Statistics in a Nutshell: A really nifty practical guide

The title here should include “on a Number of Levels,” as this simple text has so much to recommend it. No, it is not watered-down statistics! It is a practical guide to quickly getting the reader up to speed on those items most used in describing data, performing hypothesis testing and conveying some of the more fascinating aspects of statistics in research. Having gone through dozens of introductory statistics texts, teaching from some and being taught from others, it was refreshing to find a book that avoids the usual approach, i.e., not teaching statistics as a series of fixed obstacles that need to be overcome!

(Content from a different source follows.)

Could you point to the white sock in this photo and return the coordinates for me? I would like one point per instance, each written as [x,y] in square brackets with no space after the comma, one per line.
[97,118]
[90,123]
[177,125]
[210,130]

The publishers (O’Reilly) will be familiar to many readers as the purveyors of books on programming, each with interesting zoological covers spanning the animal world. Their foray into statistics is welcome, if this text is typical of their philosophy. It is stated on the back cover that this book conveys a “solid understanding of statistics without the numbing complexity of most textbooks.” They do this in 390 pages of one of the most well-organized and relevant treatments that has come across my desk in some time (and yes, there are many worked examples). If the book can be faulted for anything, it’s an over-reliance on software for computation, where I would put an emphasis on manual computation of simple examples, followed by software use for the more realistic problems (they do follow this pattern to some extent, however). As such, the book is not a standalone text that should be used as the first teaching tool. As the title suggests, it is a good reference work.

Whereas most readers will skip or speed through a preface, I would encourage the reader to slow down and savor this piece. It acquaints the reader with the authors’ philosophy in writing the book, explains why understanding the data and correctly drawing conclusions from it is so important, gives a brief overview of the focus and chapter organization, and includes a few words on symbols and conventions. In addition, there is a very useful paragraph with Web pages for questions and errata, which encourages the reader to contribute and keep the book fresh and “relatively” error-free. Currently, the site lists five serious technical errors, 11 minor technical errors, and five typos, not really that bad for a technical tome. (Admission of guilt: I only found four of these errors and two typos upon first reading).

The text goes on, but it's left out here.